Eine zweite wichtige Veränderung für die Gesellschaften ist die Pflicht, ein funktionierendes Beschwerdemanagement einzuführen. Auch das werde die FMA überwachen, so Pribil. Neben einer Beschwerde direkt bei der Gesellschaft oder der FMA haben Anleger ab dem 1. Jänner 2012 auch die Möglichkeit, vor die Schlichtungsstelle für Kreditinstitute zu ziehen. An der gemeinsamen Schlichtungsstelle haben bisher nur Banken teilgenommen, künftig tun das auch Fondsgesellschaften.
• Internationalisierung: Fondsgesellschaften dürfen in Zukunft nicht mehr nur ihre eigenen Fonds im Ausland vertreiben, sondern dort auch eigene Fonds auflegen. Bei der FMA erwartet man zwar, dass das heuer nur in begrenztem Ausmaß stattfinden wird. „Für nächstes Jahr glauben wir aber schon, dass es auch in Österreich einige neue Fonds geben wird“, so Pribil.
„Über kurz oder lang können sich die Fondsgesellschaften ihre lokalen Ableger sparen“, erklärt Buchbauer. Auch wenn das nicht allzu schnell umzusetzen sei, erwarten die Experten, dass die Kunden die sinkenden Kosten auch bei den Gebühren spüren werden. „Zumindest hoffen wir das“, ergänzt Pribil.
Künftig haben die Firmen auch die Möglichkeit, Fonds aus verschiedenen Ländern zu vereinen. Ein nationaler Fonds kauft dabei nichts als Anteile eines anderen, im Ausland beheimateten Fonds. Auch das soll Kosten sparen.
Mit der wachsenden Internationalisierung werden die nationalen Aufsichtsbehörden den KAG nun auch im Ausland auf die Finger schauen. Ein Fonds, der in Österreich von einer französischen Fondsgesellschaft aufgelegt wird, könnte dann also auch in Frankreich von der FMA geprüft werden.
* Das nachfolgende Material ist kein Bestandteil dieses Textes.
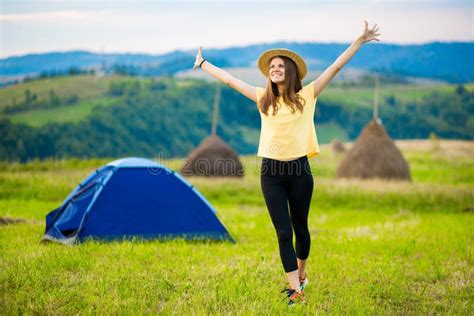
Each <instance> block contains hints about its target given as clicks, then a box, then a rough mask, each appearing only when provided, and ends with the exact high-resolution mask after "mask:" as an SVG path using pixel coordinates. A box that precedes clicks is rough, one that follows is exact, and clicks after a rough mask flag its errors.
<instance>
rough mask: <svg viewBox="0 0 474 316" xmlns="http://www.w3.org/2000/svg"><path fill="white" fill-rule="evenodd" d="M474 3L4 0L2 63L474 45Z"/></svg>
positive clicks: (464, 0)
mask: <svg viewBox="0 0 474 316" xmlns="http://www.w3.org/2000/svg"><path fill="white" fill-rule="evenodd" d="M473 3H474V0H468V1H466V0H451V1H450V0H432V1H428V0H400V1H393V0H392V1H387V0H365V1H363V0H361V1H348V0H345V1H341V0H332V1H298V0H296V1H268V0H260V1H258V0H257V1H235V0H234V1H228V0H220V1H192V0H188V1H180V0H177V1H159V0H154V1H152V0H135V1H131V0H115V1H105V0H102V1H98V0H0V58H5V57H9V56H20V55H25V54H29V53H42V52H49V51H71V50H88V51H92V52H103V53H116V52H129V53H147V54H162V53H167V52H171V51H174V50H193V49H196V48H197V47H199V46H203V50H205V49H206V48H224V47H231V46H244V45H249V44H258V43H271V42H276V41H291V42H320V43H350V42H352V41H353V40H355V39H356V38H357V37H358V35H360V33H361V32H362V30H363V27H364V20H367V21H368V22H369V26H372V25H373V24H375V23H376V24H377V25H378V27H379V32H380V33H381V35H380V37H379V39H380V43H395V44H422V43H428V42H433V41H442V42H451V41H474V27H473V19H474V8H473V6H474V5H473Z"/></svg>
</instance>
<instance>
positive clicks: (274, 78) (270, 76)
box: [269, 57, 285, 84]
mask: <svg viewBox="0 0 474 316" xmlns="http://www.w3.org/2000/svg"><path fill="white" fill-rule="evenodd" d="M269 72H270V73H269V76H270V80H271V81H272V82H273V83H276V84H278V83H283V82H285V61H284V60H283V59H281V58H280V57H274V58H273V59H272V60H271V61H270V71H269Z"/></svg>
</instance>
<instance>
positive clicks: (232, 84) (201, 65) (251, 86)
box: [193, 47, 257, 103]
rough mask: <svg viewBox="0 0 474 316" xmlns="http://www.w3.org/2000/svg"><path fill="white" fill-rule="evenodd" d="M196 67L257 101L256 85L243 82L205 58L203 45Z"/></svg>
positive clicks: (197, 55)
mask: <svg viewBox="0 0 474 316" xmlns="http://www.w3.org/2000/svg"><path fill="white" fill-rule="evenodd" d="M196 68H201V69H202V70H204V71H205V72H207V73H208V74H210V75H211V76H213V77H214V78H216V79H218V80H220V81H222V82H224V83H225V84H226V85H228V86H229V87H231V88H232V89H234V90H236V91H237V92H240V93H241V94H243V95H244V96H246V97H247V98H249V99H250V100H252V101H254V102H255V103H256V102H257V93H256V92H255V87H254V86H251V85H249V84H248V83H245V82H243V81H242V80H240V79H237V78H235V77H234V76H232V75H231V74H230V73H228V72H227V71H225V70H222V69H221V68H219V67H217V66H214V65H213V64H211V63H210V62H209V61H207V60H206V59H204V58H203V57H202V47H199V49H198V52H197V55H196V61H195V62H194V67H193V69H196Z"/></svg>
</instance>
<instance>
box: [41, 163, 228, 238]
mask: <svg viewBox="0 0 474 316" xmlns="http://www.w3.org/2000/svg"><path fill="white" fill-rule="evenodd" d="M132 237H139V238H169V237H183V238H210V239H218V240H229V241H233V239H232V237H231V236H230V234H229V233H228V232H227V230H226V228H225V227H224V226H223V225H222V223H221V222H220V221H219V219H218V218H217V216H216V214H215V210H214V209H213V207H212V206H211V205H210V204H209V203H208V202H207V201H206V199H205V198H204V197H203V196H202V195H201V194H200V193H199V192H198V191H197V190H196V189H195V188H194V187H193V186H192V185H191V184H189V183H188V182H187V181H186V180H185V179H184V178H182V177H181V176H180V175H179V174H178V173H176V172H174V171H172V170H170V169H168V168H167V167H165V166H163V165H161V164H159V163H156V162H154V161H152V160H148V159H143V158H124V159H119V160H116V161H113V162H110V163H109V164H107V165H105V166H103V167H101V168H99V169H97V170H96V171H95V172H93V173H92V174H91V175H89V176H88V177H87V178H86V179H85V180H83V181H82V182H81V183H80V184H79V186H78V187H77V188H76V189H74V190H73V191H72V192H71V194H69V196H68V197H67V198H66V200H64V202H63V203H62V205H61V206H60V207H59V208H57V209H55V210H54V211H52V212H51V213H49V214H48V215H47V216H46V231H45V235H44V237H43V240H49V241H57V242H61V243H65V244H73V243H75V242H80V241H83V240H85V239H87V238H93V239H100V240H122V239H129V238H132Z"/></svg>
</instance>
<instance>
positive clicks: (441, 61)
mask: <svg viewBox="0 0 474 316" xmlns="http://www.w3.org/2000/svg"><path fill="white" fill-rule="evenodd" d="M274 47H285V48H288V49H291V50H294V51H296V52H298V53H300V54H301V55H302V56H303V57H304V58H305V60H306V62H307V63H308V67H309V69H310V70H312V71H320V70H322V69H324V68H326V67H327V66H329V65H330V64H331V63H332V62H333V61H334V60H335V59H336V58H337V57H338V56H339V55H340V54H341V53H342V52H343V51H344V50H345V49H346V48H347V47H348V44H335V43H329V44H321V43H291V42H276V43H270V44H260V45H250V46H243V47H230V48H225V49H206V48H204V51H203V52H204V55H205V56H206V58H208V59H209V60H212V61H214V62H215V63H216V64H219V65H221V66H228V67H255V65H256V61H257V59H258V56H259V55H260V54H261V53H262V52H263V51H265V50H267V49H270V48H274ZM194 56H195V51H194V50H193V51H174V52H171V53H168V54H163V55H148V54H97V53H91V52H86V51H73V52H65V53H57V52H56V53H55V52H53V53H45V54H31V55H25V56H19V57H9V58H4V59H0V76H26V75H37V74H39V73H41V72H47V71H65V70H67V69H69V68H71V67H78V68H93V67H95V68H105V69H112V68H113V67H116V66H117V65H120V66H122V67H123V66H127V67H132V69H133V71H134V73H135V74H138V75H151V76H156V75H158V76H159V75H162V74H166V75H170V74H174V73H177V72H179V71H181V70H185V69H190V67H191V66H192V64H193V62H194ZM470 56H471V57H470ZM472 56H474V42H453V43H440V42H434V43H429V44H423V45H394V44H382V43H371V44H368V45H366V46H364V47H363V48H362V49H361V50H360V51H359V52H358V53H357V55H356V56H355V57H354V58H353V59H352V60H351V61H350V62H349V64H348V66H349V67H351V68H358V69H361V70H369V71H377V72H384V73H390V74H394V75H401V76H411V77H423V78H431V79H438V80H445V81H448V82H452V83H463V82H472V81H474V61H473V59H472Z"/></svg>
Was Sie beachten sollten bei... dem neuen Investmentfondsgesetz
Tipp 1
Beipackzettel. In dem „Kundeninformationsdokument“ werden auf zwei A4-Seiten alle wesentlichen Informationen zum jeweiligen Fonds stehen. Das Risiko wird mit einem Wert zwischen eins und sieben angegeben. Das Dokument muss in der jeweiligen Landessprache verfasst sein und kostenlos zur Verfügung gestellt werden.
Tipp 2
Beschwerden. Kommt es zwischen den Kunden und der Fondsgesellschaft zu Streitigkeiten, die nicht auf direktem Weg ausgeräumt werden können, kommt künftig auch ein Gang zur Schlichtungsstelle infrage. Zwar nimmt auch die FMA Beschwerden entgegen, diese darf den Kunden dann aber kaum Auskünfte über das Verfahren geben.
Tipp 3
Neue Fonds. Künftig können die Fondsgesellschaften auch eigene Fonds im Ausland auflegen. Die FMA erwartet, dass es im nächsten Jahr auch in Österreich neue Fonds geben wird. Durch die neuen Beipackzettel werden diese besser vergleichbar. Außerdem kann die FMA bei der Überwachung mit ausländischen Behörden zusammenarbeiten.